Vu la procédure suivante :

Procédure contentieuse antérieure :

Mme G== S==, épouse A==, et M. R== A== ont demandé au tribunal administratif de Bordeaux, à titre principal, de condamner solidairement le centre hospitalier universitaire de Bordeaux (CHU) et l’Office national d'indemnisation des accidents médicaux, des affections iatrogènes et des infections nosocomiales (ONIAM) à verser à Mme S== la somme de 567 546,91 euros et à M. A== la somme de 40 000 euros en réparation des préjudices qu’ils ont subis à raison des fautes médicales commises par le centre hospitalier universitaire de Bordeaux dans sa prise en charge de l’état de santé de Mme S==.

Par un jugement n° 1404511 du 12 avril 2016, le tribunal administratif de Bordeaux a condamné le CHU à leur verser une somme globale de 137 000 euros, à verser à la caisse primaire d’assurance maladie de Bayonne (CPAM) la somme de 376 614,88 euros en remboursement des débours que la caisse a déjà exposés et à rembourser la caisse au fur et à mesure de ses débours futurs dans la limite de 13 934,44 euros par an et à concurrence de 241 985,48 euros.



Procédure devant la cour :



Par une requête, enregistrée le 23 mai 2016 et des mémoires enregistrés les 26 août 2016 et 5 décembre 2017, Mme S== épouse A== et M. A==, représentés par Me Tournaire, demandent à la cour :



1°) de réformer ce jugement du tribunal administratif de Bordeaux n° 1404511 du 12 avril 2016 ;

2°) de condamner le CHU de Bordeaux à verser à Mme S==, au moins à titre de provision, la somme de 514 265,91 euros après déduction de la provision de 40 000 euros que le juge des référés du tribunal administratif de Bordeaux a ordonné à l’ONIAM de lui verser et à verser à M. A== la somme de 55 281 euros ;

3°) d’ordonner une expertise aux fins de déterminer les préjudices subis par Mme S== à raison de l’aggravation de son état de santé depuis le 15 septembre 2011 ;

4°) de mettre à la charge du CHU la somme de 5 000 euros au titre de l’article L. 761-1 du code de justice administrative.




Considérant ce qui suit :



1. Mme S==, épouse A==, alors âgée de 50 ans, a subi, au sein du centre hospitalier universitaire de Bordeaux, une colectomie sigmoïdienne avec anastomose termino-terminale transuturaire le 3 février 2003, puis une colectomie subtotale le 23 avril 2003, une protectomie anastomose iléo sus anale, une iléostomie temporaire le 16 juillet 2003, une iléostomie terminale le 12 mai 2004 et, enfin, le 3 mars 2005, une amputation anorectale et une iléostomie définitive.

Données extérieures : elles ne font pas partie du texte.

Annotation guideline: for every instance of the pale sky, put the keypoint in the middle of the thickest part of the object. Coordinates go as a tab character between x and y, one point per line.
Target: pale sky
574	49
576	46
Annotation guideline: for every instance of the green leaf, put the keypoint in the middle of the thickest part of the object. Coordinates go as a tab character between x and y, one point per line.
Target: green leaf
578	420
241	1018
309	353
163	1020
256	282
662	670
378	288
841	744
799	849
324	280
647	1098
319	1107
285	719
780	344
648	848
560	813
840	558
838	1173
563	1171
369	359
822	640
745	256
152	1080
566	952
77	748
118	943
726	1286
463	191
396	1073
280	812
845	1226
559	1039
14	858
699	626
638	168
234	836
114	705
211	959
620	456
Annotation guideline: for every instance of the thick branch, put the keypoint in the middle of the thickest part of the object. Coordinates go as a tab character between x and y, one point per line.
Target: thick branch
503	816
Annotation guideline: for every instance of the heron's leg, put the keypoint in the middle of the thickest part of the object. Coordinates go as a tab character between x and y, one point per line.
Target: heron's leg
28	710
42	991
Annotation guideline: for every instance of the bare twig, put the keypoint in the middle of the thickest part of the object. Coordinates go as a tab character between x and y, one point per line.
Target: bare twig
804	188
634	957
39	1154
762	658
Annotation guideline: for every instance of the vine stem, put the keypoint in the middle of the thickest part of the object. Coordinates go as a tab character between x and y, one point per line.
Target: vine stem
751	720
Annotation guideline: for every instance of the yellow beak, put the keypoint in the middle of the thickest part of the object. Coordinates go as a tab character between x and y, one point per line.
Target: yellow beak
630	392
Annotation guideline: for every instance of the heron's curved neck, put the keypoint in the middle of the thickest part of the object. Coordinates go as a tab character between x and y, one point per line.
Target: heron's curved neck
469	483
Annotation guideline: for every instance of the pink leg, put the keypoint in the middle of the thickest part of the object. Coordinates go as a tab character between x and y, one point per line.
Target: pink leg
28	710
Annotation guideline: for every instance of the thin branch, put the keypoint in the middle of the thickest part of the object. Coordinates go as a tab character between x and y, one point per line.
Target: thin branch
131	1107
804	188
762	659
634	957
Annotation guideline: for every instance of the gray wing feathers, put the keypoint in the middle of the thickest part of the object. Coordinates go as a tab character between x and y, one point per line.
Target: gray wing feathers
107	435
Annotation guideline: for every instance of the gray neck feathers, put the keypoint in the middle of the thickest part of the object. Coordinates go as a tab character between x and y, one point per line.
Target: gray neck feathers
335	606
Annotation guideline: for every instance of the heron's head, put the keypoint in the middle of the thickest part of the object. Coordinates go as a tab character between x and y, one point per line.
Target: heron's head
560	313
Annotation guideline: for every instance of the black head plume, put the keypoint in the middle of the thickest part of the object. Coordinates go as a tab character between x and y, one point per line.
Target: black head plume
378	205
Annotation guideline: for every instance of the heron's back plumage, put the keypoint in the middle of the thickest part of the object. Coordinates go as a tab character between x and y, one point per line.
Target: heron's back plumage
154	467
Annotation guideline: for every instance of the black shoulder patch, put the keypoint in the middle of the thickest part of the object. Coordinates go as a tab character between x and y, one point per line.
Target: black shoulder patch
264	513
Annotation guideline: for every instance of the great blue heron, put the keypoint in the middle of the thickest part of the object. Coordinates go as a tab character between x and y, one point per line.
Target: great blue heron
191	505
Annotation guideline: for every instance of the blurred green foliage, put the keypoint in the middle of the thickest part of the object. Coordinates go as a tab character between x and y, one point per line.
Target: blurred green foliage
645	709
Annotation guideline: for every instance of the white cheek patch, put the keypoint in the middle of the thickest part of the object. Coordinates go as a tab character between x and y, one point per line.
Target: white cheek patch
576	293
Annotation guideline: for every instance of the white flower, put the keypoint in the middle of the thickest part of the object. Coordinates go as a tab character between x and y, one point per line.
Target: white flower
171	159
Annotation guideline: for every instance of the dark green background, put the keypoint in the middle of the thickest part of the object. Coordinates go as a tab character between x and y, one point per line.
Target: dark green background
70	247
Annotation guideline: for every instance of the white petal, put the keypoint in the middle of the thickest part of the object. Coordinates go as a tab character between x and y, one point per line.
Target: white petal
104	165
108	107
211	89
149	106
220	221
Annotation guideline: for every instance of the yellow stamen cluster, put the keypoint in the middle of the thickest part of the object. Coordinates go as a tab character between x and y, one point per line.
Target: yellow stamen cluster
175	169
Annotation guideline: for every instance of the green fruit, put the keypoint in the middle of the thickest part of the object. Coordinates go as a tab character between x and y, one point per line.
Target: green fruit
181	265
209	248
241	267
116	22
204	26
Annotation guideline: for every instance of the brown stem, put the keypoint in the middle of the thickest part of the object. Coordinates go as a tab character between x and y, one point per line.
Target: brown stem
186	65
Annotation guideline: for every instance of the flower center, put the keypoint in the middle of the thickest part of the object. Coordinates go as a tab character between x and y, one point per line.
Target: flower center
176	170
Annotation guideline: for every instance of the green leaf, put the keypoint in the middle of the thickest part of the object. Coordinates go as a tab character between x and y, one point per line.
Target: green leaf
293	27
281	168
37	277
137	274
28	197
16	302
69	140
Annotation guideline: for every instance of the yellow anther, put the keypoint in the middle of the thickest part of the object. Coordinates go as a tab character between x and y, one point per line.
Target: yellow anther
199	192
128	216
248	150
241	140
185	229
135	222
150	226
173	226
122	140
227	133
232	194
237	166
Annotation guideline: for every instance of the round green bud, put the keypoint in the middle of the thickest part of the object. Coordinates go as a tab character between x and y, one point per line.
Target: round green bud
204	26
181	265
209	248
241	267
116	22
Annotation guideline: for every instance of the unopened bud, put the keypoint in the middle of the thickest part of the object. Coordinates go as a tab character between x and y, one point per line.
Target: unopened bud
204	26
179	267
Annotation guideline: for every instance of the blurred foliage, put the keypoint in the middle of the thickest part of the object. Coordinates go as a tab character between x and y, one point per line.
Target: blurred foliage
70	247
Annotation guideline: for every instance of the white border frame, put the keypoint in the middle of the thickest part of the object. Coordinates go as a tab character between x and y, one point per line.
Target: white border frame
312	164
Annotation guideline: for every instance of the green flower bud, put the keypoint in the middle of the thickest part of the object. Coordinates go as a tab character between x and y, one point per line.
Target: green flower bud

Estimant ne pas avoir été correctement prise en charge, Mme S== a saisi, le 5 avril 2006, la commission régionale de conciliation et d’indemnisation (CRCI) d’Aquitaine, laquelle a émis, le 21 mai 2008, un avis favorable à son indemnisation au titre de la solidarité nationale. Par un jugement n° 1403511 du 12 avril 2016, le tribunal administratif de Bordeaux a condamné le CHU à verser à Mme S== et à son époux une somme globale de 137 000 euros. Mme S== et M. A== demandent à la cour de réformer ce jugement du 12 avril 2016 en condamnant, à titre principal, le CHU à verser à Mme S==, au moins à titre de provision, la somme de 514 265,91 euros, après déduction de la provision de 40 000 euros que le juge des référés du tribunal administratif de Bordeaux a ordonné à l’ONIAM de lui verser, à verser à M. A== la somme de 55 281 euros et d’ordonner une nouvelle expertise aux fins de déterminer les préjudices subis par Mme S== à raison de l’aggravation de son état de santé depuis le 15 septembre 2011.

Sur la responsabilité :

2. Aux termes de l’article L. 1142-1 du code de la santé publique : « I. - Hors le cas où leur responsabilité est encourue en raison d'un défaut d'un produit de santé, les professionnels de santé mentionnés à la quatrième partie du présent code, ainsi que tout établissement, service ou organisme dans lesquels sont réalisés des actes individuels de prévention, de diagnostic ou de soins ne sont responsables des conséquences dommageables d'actes de prévention, de diagnostic ou de soins qu'en cas de faute. (…) ».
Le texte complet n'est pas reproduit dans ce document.